The tradition of mazes or labyrinths being called "Troy Towns" was new to me until last week, but it evidently is well known in some circles (and mazes) and rather intriguing. . The underlying idea was that the original maze or labyrinth was on Crete where the monstrous Minotaur lurked munching on periodic tributes of tasty Mycenaean youths until Theseus, with some help from Ariadne, defeated the bull headed creature. Somehow a "Troy Town" labyrinth was built under the foundations of Troy, or Troy itself was thought to have been constructed as a labyrinth, making it very defensible. At any rate, a tradition grew that labyrinths were "Troy Towns," and some are still called that today, including some of the corn mazes that we find advertising themselves around Halloween.

 Here are some annotated URLs about "Troy Towns" and mazes that you might want to explore.

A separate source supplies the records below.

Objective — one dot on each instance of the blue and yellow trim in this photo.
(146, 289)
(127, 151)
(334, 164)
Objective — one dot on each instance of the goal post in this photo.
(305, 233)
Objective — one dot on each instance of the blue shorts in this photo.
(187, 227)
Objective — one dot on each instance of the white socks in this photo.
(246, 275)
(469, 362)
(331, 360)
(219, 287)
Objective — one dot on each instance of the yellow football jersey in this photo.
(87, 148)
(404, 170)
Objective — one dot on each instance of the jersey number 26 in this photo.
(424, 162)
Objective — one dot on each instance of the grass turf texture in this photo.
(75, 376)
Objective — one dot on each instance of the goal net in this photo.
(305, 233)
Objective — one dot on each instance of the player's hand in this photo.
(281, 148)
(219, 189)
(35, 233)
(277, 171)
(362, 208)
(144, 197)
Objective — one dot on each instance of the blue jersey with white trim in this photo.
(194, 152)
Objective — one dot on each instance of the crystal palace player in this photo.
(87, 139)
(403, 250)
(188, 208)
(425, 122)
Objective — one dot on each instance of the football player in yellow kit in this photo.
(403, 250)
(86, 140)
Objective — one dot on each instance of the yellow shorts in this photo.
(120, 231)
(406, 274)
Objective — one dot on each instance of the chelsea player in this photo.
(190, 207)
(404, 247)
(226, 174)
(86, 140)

Amazing Mazes. This attractive, clearly designed page includes diagrams and photographs of mazes and historical information about them. It includes a discussion of an Egyptian maze written about by Herodotus.

Cretan or Classical Maze. Historical information, including some comments about Troy Towns, drawings of mazes and instructions on how to walk them.

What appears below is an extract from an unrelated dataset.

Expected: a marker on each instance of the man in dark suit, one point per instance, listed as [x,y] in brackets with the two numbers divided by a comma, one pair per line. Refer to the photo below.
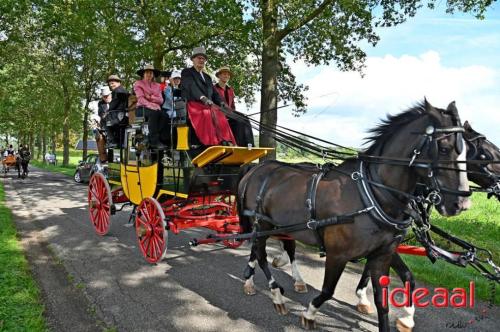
[117,119]
[196,84]
[210,124]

Labyrinths and Mazes. Evidently they are not the same; this excellent page includes diagrams and photographs of all sorts of labyrinths and mazes as well as explanations of how to use them.

The Labyrinth Revival. Chapter 19. This is an update of  Through the Labyrinth : Designs and Meanings over 5000 Years, by Hermann Kern. The update covers labyrinths all over the world up to 1999.

"Maze". From The Encyclopedia of Astrobiology, Astronomy  and Spaceflight. This article treats mazes as puzzles to be solved and explains how to get through them. Includes photos of some mazes including one from a neolithic tomb.

Mazes and Labyrinths by W.H. Matthews [1922]. The entire text  of this classic book in the field is online. It is well worth a look if this topic interests you. The labyrinth information starts in Egypt and includes a chapter on "The Game or Dance of Troy."

A Swedish Troy Town. The Scandinavian Troy Towns are very old classical labyrinths in the shape of stones laid out in free field. There are about 300 Troy Towns in Sweden! This site explains the various patterns of these ancient stone labyrinths.

Troy Town. From the collaborative Wikipedia. Good information, such as a brief discussion of turf Troy Towns in England; includes hyperlinks to much related material..

"Troy Town": This is a poem about Helen of Troy by Victorian poet Dante Gabriel Rossetti. It is not about mazes or labyrinths, but uses the term "Troy Town" as the  title. The poem is about Helen longing for love and Venus granting her wish via Cupid shooting an arrow of love into Paris. The refrains are "(O Troy Town )" and  "(O Troy's down, Tall Troy's on fire!)." Although I have no evidence to support the connection, I would not be surprised if these phrases echo the tradition of Troy Towns as defensible, yet finally destroyed, labyrinths.